A team of scientists at UC San Diego and UC Irvine announced that they had made a CRISPR gene drive for the Anopheles Stephensi mosquito, and tested it upon 2 designated, edited males (10.1 and 10.2). Two generations of cross breeding layer, out of the 3,894 third-generation mosquitoes, 3,869 had the resistance gene. This meant that 99.5% of the offspring had successfully received the gene, which prevented them from becoming carriers of plasmodia. This is a significant breakthrough, which will allow for a significant reduction in carrier-hosts of the malarial parasite, and drastically reduce the number of infant deaths. Each mosquito births approximately 300 nymphs, which means that a swift transfer in this resistant gene will be made possible across the Anopheles gambiae, Anopheles coluzzii, and Anopheles arabiensis species, which hold the greatest responsibility in transmitting the disease.
In addition, scientists are also looking towards cutting down the populations of mosquitoes by producing infertile female mosquitoes.
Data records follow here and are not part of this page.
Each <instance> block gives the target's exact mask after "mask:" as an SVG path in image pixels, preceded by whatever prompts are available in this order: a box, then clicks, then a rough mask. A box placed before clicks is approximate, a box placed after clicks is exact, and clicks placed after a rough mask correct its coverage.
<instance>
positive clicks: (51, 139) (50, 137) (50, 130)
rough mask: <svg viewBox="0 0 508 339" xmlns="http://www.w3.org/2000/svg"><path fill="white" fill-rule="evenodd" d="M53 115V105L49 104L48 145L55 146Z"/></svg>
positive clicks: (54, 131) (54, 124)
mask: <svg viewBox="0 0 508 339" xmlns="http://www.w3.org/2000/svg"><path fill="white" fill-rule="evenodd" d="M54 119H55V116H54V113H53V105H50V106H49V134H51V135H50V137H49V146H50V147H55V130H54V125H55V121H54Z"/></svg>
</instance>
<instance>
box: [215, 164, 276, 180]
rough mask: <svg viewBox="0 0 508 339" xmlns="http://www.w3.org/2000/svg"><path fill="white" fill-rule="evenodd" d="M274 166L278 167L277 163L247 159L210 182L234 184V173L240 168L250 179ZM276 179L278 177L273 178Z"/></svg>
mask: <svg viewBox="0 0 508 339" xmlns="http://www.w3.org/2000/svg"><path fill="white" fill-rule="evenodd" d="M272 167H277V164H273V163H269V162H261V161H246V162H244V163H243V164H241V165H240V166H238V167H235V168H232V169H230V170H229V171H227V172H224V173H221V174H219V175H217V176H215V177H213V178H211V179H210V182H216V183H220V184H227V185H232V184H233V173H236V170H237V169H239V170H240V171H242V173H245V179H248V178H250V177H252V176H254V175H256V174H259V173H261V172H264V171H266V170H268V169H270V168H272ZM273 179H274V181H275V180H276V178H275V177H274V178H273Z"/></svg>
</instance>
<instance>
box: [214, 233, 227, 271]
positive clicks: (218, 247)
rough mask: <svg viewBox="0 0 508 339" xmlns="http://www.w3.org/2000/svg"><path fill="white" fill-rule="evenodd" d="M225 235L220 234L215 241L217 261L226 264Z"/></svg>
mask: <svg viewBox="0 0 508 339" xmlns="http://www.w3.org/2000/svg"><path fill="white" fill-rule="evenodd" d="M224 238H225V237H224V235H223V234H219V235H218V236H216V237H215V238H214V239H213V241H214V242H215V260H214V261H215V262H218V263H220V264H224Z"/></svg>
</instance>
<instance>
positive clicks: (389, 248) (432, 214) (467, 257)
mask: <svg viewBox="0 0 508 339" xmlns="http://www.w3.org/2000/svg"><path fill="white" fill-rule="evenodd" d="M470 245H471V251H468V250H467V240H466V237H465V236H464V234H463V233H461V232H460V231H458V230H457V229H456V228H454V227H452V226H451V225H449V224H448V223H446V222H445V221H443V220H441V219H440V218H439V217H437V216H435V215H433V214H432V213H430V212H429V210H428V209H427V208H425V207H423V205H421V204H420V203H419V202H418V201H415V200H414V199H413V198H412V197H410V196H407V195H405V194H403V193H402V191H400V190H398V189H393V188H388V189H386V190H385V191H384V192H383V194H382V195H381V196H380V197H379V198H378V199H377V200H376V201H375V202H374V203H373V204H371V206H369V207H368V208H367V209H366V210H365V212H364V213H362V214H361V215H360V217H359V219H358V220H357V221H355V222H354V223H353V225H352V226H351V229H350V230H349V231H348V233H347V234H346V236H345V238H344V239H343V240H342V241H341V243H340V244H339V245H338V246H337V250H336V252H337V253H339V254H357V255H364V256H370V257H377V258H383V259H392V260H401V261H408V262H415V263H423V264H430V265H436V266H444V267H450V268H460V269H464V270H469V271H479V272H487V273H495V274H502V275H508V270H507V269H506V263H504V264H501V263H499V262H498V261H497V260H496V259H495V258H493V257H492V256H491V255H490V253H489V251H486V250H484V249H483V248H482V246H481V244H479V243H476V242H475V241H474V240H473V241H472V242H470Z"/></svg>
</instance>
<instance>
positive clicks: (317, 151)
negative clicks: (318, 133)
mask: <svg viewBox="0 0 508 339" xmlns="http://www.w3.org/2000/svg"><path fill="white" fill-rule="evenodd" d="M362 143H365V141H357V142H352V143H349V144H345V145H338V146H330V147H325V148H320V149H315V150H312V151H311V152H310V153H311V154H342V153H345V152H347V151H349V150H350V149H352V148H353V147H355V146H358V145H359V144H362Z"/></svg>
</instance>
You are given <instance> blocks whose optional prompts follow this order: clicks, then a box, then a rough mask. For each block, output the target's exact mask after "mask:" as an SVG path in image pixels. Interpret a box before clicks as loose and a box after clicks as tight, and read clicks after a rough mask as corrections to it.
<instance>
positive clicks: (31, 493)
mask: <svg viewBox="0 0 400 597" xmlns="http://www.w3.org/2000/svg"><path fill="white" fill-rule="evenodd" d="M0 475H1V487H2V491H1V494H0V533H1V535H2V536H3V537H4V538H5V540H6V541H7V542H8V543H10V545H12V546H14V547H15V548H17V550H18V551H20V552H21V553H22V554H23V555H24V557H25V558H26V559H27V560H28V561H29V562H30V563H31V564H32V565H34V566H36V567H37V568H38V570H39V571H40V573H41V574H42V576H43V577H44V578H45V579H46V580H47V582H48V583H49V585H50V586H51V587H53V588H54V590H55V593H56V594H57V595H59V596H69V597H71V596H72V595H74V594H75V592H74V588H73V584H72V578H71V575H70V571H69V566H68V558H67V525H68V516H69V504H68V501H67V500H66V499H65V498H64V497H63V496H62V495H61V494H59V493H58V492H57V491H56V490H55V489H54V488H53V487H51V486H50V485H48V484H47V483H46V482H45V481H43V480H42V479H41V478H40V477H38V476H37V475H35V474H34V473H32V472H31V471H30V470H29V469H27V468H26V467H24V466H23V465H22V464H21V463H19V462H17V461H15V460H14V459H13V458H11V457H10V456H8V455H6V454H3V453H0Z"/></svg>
This will prevent the rapid rates of population consolidation, and lower the threats posed bye malaria. However, significant backlash is being produced from biotech watchdogs, such as Friends of the Earth, due to the potential harm that may be unleashed. It is necessary for rigorous testing to take place, so as to avoid disaster, yet speed and efficiency are essential in removing this pandemic from the face of the Earth.